Bos Buzzer Dicokok Kejagung, Berapa Jumlah “Cyber Army” dan Upahnya?

8 Mei 2025 : 06.43 Views 23

Kompas.com Kompas.com Jenis Media: Nasional

Bos Buzzer Dicokok Kejagung, Berapa Jumlah “Cyber Army” dan Upahnya?
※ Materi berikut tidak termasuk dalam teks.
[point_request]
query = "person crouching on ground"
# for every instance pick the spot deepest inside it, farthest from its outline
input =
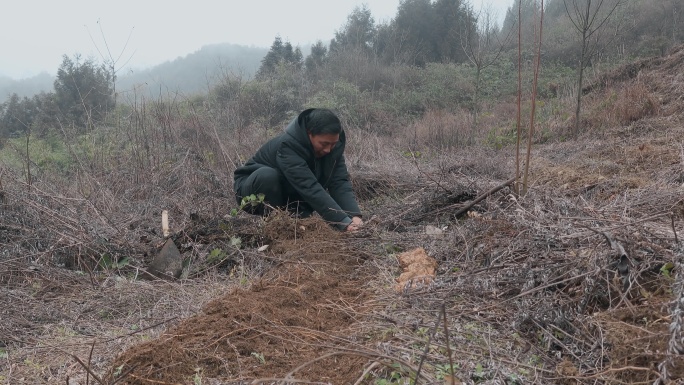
(303, 170)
Bos Buzzer Dicokok Kejagung, Berapa Jumlah “Cyber Army” dan Upahnya? Tim Redaksi JAKARTA, KOMPAS.com - Bos buzzer dicokok aparat Kejagung karena dianggap merintangi proses hukum sejumlah kasus. Berikut adalah sejumlah hal yang diketahui sejauh ini. Rangkuman informasi berikut ini Kompas.com himpun berdasarkan keterangan dari Kejagung hingga Kamis (8/5/2025) dini hari. Satu orang bos pendengung media sosial atau “buzzer” yang ditangkap penyidik pada Jaksa Agung Muda Tindak Pidana Khusus Kejaksaan Agung (Jampidsus Kejagung) itu bernama M Adhiya Muzakki (MAM). M Adhiya Muzakki alias MAM ditetapkan Kejagung sebagai tersangka dugaan perintangan proses penyidikan. Direktur Penyidikan Jampidsus Kejagung, Abdul Qohar, menyampaikan bahwa MAM diduga terlibat perintangan penyidikan pada tiga kasus sebagai berikut:
1. Perkara dugaan korupsi di PT Timah
2. Dugaan korupsi impor gula
3. Dugaan suap penanganan perkara ekspor crude palm oil (CPO). “Menetapkan satu tersangka, inisial MAM selaku ketua Tim Cyber Army,” kata Abdul Qohar dalam konferensi pers di Lobi Gedung Bundar Jampidsus Kejaksaan Agung, Jakarta, Rabu (7/52025) tadi malam. M Adhiya Muzakki alias MAM diduga melakukan pemufakatan jahat bersama dengan Advokat Marcella Santoso (MS) dan Junaedi Saibih (JS) serta Direktur Pemberitaan nonaktif JAK TV, Tian Bahtiar (TB). MS, JS dan TB telah lebih dulu ditetapkan sebagai tersangka kasus perintangan penyidikan ini. Qohar bilang, para tersangka bekerja sama untuk membentuk narasi jahat terhadap Kejaksaan Agung yang tengah menangani sejumlah kasus korupsi. MAM berperan membuat sejumlah konten negatif yang nantinya disebarkan ke sejumlah media sosial dan media online. Dalam kasus ini, MAM juga membuat tim siber yang berfungsi untuk menggerakkan buzzer. “Tersangka MAM atas permintaan MS bersepakat untuk membuat tim cyber army untuk menjadi lima tim yang (anggotanya) berjumlah sekitar 150 orang buzzer,” kata Qohar.   Bos buzzer Adhiya Muzakki disebut merekrut 150 buzzer yang dibagi ke dalam lima tim.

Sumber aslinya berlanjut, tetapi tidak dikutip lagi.